Paula soltó una carcajada y el sonido lo dejó perplejo. No la había visto reír en mucho tiempo y le recordaba a la chica que conoció cinco años antes, a la que acompañaba a casa, robándole besos entre las sombras.
—Ah, parece que no soy el único goloso —rió Pedro, al verla probar la mermelada de melocotón.
Paula se había manchado la comisura de los labios y el deseo de quitarle la mermelada con la lengua era tan fuerte que tuvo que agarrarse a la silla.
Pedro se movió para aliviar la presión que sentía entre las piernas, rezando para poder olvidar la atracción que sentía por ella. Había tenido su oportunidad con Paula años antes, pero ella había elegido no contestar a su carta y casarse con su hermano.
Sin embargo, la deseaba como no había deseado a nadie.
—Un momento —dijo Pedro—. No puedes pintar con eso.

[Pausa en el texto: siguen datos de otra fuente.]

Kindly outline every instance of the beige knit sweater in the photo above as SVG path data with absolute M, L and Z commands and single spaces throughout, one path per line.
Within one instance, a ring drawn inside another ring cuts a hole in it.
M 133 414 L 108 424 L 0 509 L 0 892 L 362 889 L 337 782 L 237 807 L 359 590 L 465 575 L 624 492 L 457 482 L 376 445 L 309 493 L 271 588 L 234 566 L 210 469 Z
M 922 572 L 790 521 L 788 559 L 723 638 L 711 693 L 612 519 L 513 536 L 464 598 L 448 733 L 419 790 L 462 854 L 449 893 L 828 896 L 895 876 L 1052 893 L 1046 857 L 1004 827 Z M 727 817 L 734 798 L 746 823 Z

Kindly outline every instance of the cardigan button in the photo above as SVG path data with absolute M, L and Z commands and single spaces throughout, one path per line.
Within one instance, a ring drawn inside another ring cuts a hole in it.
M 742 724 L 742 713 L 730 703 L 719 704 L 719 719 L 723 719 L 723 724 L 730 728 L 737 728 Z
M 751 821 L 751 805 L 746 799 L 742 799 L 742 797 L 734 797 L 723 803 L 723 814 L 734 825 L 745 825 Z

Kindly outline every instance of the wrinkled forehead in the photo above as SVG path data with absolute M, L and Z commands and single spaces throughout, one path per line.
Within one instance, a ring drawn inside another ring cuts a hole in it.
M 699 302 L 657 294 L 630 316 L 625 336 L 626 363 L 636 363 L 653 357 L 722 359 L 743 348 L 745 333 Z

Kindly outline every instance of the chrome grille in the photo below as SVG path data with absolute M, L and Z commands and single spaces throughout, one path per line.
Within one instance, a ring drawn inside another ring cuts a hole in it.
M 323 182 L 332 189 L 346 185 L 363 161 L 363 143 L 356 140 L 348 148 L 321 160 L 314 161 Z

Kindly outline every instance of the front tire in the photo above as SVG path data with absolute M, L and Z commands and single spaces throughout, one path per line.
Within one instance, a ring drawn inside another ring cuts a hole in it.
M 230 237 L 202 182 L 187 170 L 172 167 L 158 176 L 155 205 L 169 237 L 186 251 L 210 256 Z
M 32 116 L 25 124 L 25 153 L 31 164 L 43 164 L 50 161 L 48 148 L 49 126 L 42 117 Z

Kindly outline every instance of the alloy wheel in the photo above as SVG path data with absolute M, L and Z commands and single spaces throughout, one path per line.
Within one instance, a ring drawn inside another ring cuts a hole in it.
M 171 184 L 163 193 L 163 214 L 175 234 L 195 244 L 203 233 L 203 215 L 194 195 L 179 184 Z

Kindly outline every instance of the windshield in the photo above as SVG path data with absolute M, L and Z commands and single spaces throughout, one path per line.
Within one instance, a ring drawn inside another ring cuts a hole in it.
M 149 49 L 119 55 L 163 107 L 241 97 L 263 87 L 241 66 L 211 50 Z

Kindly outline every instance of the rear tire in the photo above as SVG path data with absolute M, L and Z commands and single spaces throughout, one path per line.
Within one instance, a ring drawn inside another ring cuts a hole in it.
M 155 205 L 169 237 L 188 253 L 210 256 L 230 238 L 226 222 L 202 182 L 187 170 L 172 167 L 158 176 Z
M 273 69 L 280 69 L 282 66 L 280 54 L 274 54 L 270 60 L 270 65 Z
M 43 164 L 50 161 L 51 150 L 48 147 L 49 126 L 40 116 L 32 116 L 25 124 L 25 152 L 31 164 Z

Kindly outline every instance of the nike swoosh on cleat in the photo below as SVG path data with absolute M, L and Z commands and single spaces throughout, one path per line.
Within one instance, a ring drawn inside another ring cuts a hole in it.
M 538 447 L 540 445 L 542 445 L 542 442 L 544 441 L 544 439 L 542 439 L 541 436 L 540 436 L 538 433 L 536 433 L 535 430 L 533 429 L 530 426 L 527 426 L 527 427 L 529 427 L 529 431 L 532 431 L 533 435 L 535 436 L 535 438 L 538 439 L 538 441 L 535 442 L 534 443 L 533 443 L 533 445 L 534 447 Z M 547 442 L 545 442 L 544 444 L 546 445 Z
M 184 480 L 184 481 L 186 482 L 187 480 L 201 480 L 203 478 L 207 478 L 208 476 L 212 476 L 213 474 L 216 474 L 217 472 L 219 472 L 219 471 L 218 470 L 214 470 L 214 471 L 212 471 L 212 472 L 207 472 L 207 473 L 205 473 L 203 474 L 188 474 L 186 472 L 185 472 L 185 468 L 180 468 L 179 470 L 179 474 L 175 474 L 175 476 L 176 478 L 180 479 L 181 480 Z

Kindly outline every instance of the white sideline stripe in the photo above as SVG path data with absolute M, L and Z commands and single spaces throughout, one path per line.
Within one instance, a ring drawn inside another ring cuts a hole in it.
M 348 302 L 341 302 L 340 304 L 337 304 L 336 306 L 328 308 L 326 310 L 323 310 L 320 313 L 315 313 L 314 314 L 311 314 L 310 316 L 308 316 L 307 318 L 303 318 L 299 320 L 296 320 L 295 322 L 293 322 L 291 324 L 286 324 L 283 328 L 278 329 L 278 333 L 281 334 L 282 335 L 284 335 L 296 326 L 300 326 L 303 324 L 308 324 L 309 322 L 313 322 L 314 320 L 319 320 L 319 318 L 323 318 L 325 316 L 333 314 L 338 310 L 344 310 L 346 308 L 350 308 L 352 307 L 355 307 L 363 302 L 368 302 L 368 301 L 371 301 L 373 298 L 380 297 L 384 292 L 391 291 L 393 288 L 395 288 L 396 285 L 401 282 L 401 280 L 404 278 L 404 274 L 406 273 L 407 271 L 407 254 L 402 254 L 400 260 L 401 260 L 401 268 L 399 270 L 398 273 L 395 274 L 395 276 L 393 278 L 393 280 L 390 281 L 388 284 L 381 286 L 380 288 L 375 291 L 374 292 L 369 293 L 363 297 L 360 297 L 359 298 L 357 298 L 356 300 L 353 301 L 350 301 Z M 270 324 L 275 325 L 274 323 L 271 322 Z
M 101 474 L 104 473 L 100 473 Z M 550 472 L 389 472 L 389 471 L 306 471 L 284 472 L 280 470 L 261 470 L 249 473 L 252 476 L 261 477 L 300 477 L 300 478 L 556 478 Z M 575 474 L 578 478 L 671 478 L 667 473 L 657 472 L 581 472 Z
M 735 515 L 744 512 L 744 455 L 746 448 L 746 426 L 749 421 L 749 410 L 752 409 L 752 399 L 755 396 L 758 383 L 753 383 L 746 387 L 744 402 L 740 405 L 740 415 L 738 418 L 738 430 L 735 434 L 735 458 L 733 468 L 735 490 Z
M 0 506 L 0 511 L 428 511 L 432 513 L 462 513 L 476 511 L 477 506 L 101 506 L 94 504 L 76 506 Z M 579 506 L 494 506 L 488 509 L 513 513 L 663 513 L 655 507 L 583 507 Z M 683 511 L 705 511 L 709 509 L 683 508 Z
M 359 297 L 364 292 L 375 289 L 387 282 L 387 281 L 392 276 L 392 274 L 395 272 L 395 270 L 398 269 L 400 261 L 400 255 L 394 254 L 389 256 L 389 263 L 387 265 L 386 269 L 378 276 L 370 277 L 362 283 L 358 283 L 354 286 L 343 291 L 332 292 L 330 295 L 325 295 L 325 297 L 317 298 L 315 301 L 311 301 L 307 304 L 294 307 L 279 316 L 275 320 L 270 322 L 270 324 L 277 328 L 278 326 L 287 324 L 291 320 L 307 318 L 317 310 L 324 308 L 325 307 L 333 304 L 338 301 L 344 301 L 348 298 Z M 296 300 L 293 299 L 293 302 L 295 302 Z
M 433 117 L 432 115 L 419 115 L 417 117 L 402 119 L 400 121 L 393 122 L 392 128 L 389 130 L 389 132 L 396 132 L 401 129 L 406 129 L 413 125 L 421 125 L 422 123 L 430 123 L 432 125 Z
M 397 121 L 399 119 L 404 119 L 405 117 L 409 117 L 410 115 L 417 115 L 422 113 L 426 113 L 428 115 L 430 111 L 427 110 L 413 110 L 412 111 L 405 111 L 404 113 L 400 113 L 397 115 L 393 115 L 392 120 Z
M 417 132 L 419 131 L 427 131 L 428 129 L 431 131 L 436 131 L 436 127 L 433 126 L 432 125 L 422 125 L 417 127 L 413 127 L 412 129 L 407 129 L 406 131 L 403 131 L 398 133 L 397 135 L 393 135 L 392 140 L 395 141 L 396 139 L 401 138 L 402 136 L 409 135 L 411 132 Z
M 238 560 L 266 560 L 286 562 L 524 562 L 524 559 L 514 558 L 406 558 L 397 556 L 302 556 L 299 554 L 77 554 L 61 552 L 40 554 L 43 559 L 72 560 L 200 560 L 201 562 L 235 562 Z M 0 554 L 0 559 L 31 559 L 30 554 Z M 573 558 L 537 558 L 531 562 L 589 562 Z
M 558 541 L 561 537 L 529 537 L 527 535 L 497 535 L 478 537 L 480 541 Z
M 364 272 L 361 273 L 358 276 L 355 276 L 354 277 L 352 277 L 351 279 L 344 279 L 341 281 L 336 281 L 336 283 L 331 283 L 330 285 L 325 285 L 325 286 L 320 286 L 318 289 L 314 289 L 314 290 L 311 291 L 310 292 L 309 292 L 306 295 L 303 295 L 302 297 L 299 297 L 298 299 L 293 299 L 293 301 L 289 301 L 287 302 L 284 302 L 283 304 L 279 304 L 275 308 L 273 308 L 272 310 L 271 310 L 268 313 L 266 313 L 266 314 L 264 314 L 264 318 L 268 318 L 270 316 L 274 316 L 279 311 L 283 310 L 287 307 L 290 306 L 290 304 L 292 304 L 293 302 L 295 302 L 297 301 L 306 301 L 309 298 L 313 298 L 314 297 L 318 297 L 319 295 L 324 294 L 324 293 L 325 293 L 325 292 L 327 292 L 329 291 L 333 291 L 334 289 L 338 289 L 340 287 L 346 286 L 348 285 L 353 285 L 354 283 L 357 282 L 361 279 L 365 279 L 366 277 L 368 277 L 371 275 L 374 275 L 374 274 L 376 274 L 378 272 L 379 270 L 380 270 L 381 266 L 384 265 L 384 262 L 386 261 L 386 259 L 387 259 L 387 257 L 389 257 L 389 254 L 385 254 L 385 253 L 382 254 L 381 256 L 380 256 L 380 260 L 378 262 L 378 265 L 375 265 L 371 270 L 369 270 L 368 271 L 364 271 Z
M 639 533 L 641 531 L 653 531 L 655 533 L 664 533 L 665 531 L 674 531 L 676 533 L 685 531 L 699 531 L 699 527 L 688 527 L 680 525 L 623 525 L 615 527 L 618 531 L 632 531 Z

Ella parpadeó, sorprendida. Brett había insistido en que siempre estuviera presentable, incluso cuando limpiaba la casa o estaba haciendo ejercicio. Y aquel chándal rosa era lo más deportivo que tenía.
—No tengo otro...
—Yo te prestaré algo.
Pedro volvió un minuto después con una camiseta gris y un pantalón corto.
—Esto está mucho mejor. Puedes ensuciarlo todo lo que quieras.
Diez minutos después, Paula debió admitir que ponerse la ropa de Pedro había sido un error. La tela de la camiseta, por alguna razón, la hacia sentirse más sensible que nunca.
Era una reacción absurda. Sí, se sentía atraía por él como cinco años antes, pero entonces no habían llegado a nada y no llegarían nunca. Su relación era temporal y nada más.